フロントエンドエンジニアとしてのキャリアを終える

キャリアフロントエンド

フロントエンドのテックリードで、10月にはフロントエンドカンファレンス関西2026に登壇する。 そんな人間が何を言っているんだと思われそうだが、フロントエンドエンジニアとしてのキャリアを終えようと思う。

とはいえ、フロントエンドを全くやらなくなるわけではない。 仕事では、これまで培ってきた知見をチームに還元し、個人では学習を続ける。 軸足をフロントエンドから外し、仕事の開発でフロントエンドに関わる割合を自ずと減らしていく、という考えだ。

やり切ってしまった感覚

一番の理由は、一通りやり切ってしまったことだ。

React、Next.js、TypeScriptを中心に、リアルタイム配信の実装、LIFF(LINE Front-end Framework)を使ったアプリケーション、複雑なドメインを持つtoB領域、大規模なtoCサービス、テストの導入など特殊なものから普通の画面開発まで一通り経験してきた。 今では何が来ても、1から設計できてしまう。 デザインを見れば、脳内で勝手にコンポーネントの分割イメージが湧いてくる。

できるようになったのは嬉しいことだが、新鮮さは確実に薄れてきた。 できることを繰り返すよりも、まだできないことに時間を使いたい。

フロントエンド専任というキャリアの行き先

そもそも、フロントエンド専任というポジション自体が減ってきていると思う。

画面の実装はAIがかなりの部分を書けるようになり、専任のフロントエンドエンジニアがいなくても開発が回る場面が増えた。 フロントエンド専任のポジションが残るのは、メガベンチャーや大手のような分業制の会社に絞られてきている。 スタートアップでフロントエンドだけをやるなら、相当なスペシャリストである必要があるだろう。

好きで一生その領域をやっていく覚悟があるなら、それはとても良いことだと思う。 ただ、最近のXを見ていると、かつて名を馳せたフロントエンドの猛者たちが、次々とフロントエンドの第一線から離れていっているように見える。 30代後半からの領域チェンジは簡単ではないので、動くなら早いほうが選択肢は広い。

今年の自分

今年に入ってから、フロントエンドの開発はほぼやっていない。

フロントエンドの開発ルールはAIエージェント向けのskillとして書き出し、レビューもある程度AIに任せている。 1月からはSRE領域を担当し、直近はマルチクラウドとバックエンドの開発がメインだ。

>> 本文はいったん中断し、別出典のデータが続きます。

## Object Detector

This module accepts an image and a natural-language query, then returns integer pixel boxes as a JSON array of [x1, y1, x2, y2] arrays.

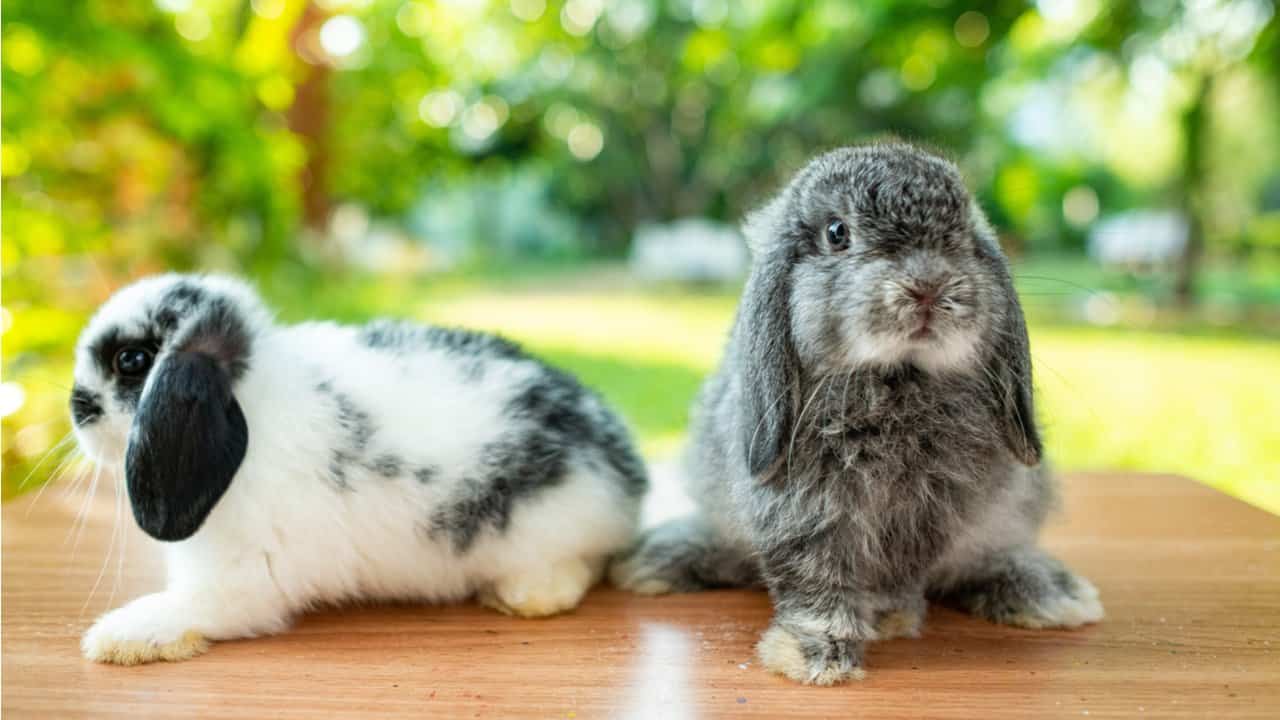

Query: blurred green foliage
[[3, 0, 1278, 509]]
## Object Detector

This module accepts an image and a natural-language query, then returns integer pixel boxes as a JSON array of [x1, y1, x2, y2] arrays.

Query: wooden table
[[3, 472, 1278, 719]]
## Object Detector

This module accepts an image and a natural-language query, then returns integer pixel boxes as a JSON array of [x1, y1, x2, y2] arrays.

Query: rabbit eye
[[826, 219, 850, 251], [114, 347, 154, 377]]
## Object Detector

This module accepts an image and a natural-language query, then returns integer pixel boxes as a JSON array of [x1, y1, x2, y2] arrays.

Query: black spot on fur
[[315, 380, 379, 491], [359, 321, 525, 362], [429, 367, 647, 553], [323, 384, 375, 452], [152, 281, 207, 334], [428, 433, 568, 553], [70, 386, 104, 426], [328, 450, 354, 491], [510, 367, 647, 498], [366, 453, 403, 478], [413, 466, 437, 484]]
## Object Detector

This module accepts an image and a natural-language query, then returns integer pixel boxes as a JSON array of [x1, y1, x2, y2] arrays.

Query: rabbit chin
[[845, 326, 980, 375], [72, 419, 128, 470]]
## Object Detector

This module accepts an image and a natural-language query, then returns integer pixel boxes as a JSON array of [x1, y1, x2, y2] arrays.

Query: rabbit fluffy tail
[[608, 514, 760, 594]]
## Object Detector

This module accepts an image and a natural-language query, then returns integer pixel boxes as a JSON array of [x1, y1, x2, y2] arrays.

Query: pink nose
[[907, 285, 939, 308]]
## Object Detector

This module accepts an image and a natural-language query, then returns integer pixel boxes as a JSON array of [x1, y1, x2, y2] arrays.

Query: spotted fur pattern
[[71, 273, 646, 663], [611, 143, 1102, 685]]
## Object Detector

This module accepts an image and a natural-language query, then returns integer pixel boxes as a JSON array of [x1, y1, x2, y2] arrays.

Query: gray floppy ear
[[735, 244, 799, 480], [971, 205, 1042, 466], [990, 305, 1042, 467], [978, 243, 1042, 466]]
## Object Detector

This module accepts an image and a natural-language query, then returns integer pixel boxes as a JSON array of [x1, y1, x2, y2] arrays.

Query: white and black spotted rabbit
[[70, 274, 646, 664], [611, 143, 1102, 685]]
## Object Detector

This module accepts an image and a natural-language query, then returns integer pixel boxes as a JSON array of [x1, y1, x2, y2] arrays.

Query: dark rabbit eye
[[826, 219, 850, 251], [114, 347, 154, 377]]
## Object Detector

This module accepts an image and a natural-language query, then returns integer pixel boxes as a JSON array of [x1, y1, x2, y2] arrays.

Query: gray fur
[[428, 367, 648, 553], [611, 143, 1101, 684], [315, 380, 376, 492]]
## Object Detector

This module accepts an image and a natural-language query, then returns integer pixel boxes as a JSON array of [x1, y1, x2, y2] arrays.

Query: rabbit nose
[[906, 283, 941, 308]]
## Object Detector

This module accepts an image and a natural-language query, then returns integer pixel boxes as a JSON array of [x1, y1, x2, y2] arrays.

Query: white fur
[[74, 276, 639, 663], [844, 326, 979, 375], [843, 275, 980, 374]]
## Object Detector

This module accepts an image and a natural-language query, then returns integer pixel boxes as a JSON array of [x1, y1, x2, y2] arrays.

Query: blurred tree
[[288, 1, 335, 232], [1073, 0, 1278, 305], [5, 0, 1276, 272], [3, 0, 1279, 498]]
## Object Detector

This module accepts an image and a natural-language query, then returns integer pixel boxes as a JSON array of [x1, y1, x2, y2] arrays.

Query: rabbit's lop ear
[[972, 208, 1042, 467], [126, 312, 250, 541], [988, 289, 1043, 468], [736, 244, 799, 480]]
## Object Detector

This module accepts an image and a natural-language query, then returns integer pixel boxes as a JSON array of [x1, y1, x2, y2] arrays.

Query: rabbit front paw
[[757, 622, 867, 686], [82, 594, 208, 665]]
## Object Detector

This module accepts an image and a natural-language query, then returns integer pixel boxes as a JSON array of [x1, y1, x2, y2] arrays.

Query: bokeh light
[[567, 121, 604, 160], [562, 0, 604, 36], [954, 11, 991, 48], [510, 0, 546, 23], [320, 15, 366, 58], [419, 89, 464, 128]]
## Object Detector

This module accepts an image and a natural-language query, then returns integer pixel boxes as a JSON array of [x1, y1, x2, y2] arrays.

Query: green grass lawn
[[4, 268, 1277, 514]]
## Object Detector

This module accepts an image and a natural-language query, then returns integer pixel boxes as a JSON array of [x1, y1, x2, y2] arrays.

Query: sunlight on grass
[[1033, 330, 1280, 513], [418, 292, 736, 369]]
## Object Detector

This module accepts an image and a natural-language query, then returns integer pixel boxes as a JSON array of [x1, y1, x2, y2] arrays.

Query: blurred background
[[2, 0, 1278, 512]]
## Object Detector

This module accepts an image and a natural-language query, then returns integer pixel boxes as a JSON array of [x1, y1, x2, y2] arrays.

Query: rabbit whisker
[[17, 432, 76, 490], [83, 473, 123, 616], [786, 374, 832, 483], [68, 464, 103, 555], [25, 448, 84, 518], [745, 390, 787, 473]]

動くなら早いほうがいいと書いたが、自分もギリギリのタイミングだったと思う。 幸い、全く他の領域をやったことがないとかではなく、一定のクラウドの構築を1からできたり、バックエンド開発も少なからず経験があるのでそこはラッキーだった。

これから目指す立ち位置

これからは、バックエンドとクラウドを中心に開発経験を積んでいく。

フロントエンドを軸から外すとはいえ、フロントエンドの設計からテストまでリードできるエンジニアは、市場にまだ少ない。 そこにマイクロサービスの開発経験、クラウドの構築、SRE領域を掛け合わせれば、まだまだ唯一無二の存在になれると感じている。

フロントエンドで培ったものは生きる

Next.jsの目まぐるしい変化に食らいついてキャッチアップし続けた経験は、バックエンドやクラウドに移っても同じように生きる。 変化の速い領域で学び続けるやり方は身についているので、数年すればバックエンド領域でも相当なレベルまで行けると思っている。

最後に

色々と書いたが、フロントエンドが好きなことに変わりはない。

技術的には今も面白い領域なので、コアな部分に入り込んで学習は続けていく。

いつまでこの職種を続けるかは不明だが、まだ楽しいと思えるので頑張っていきたい。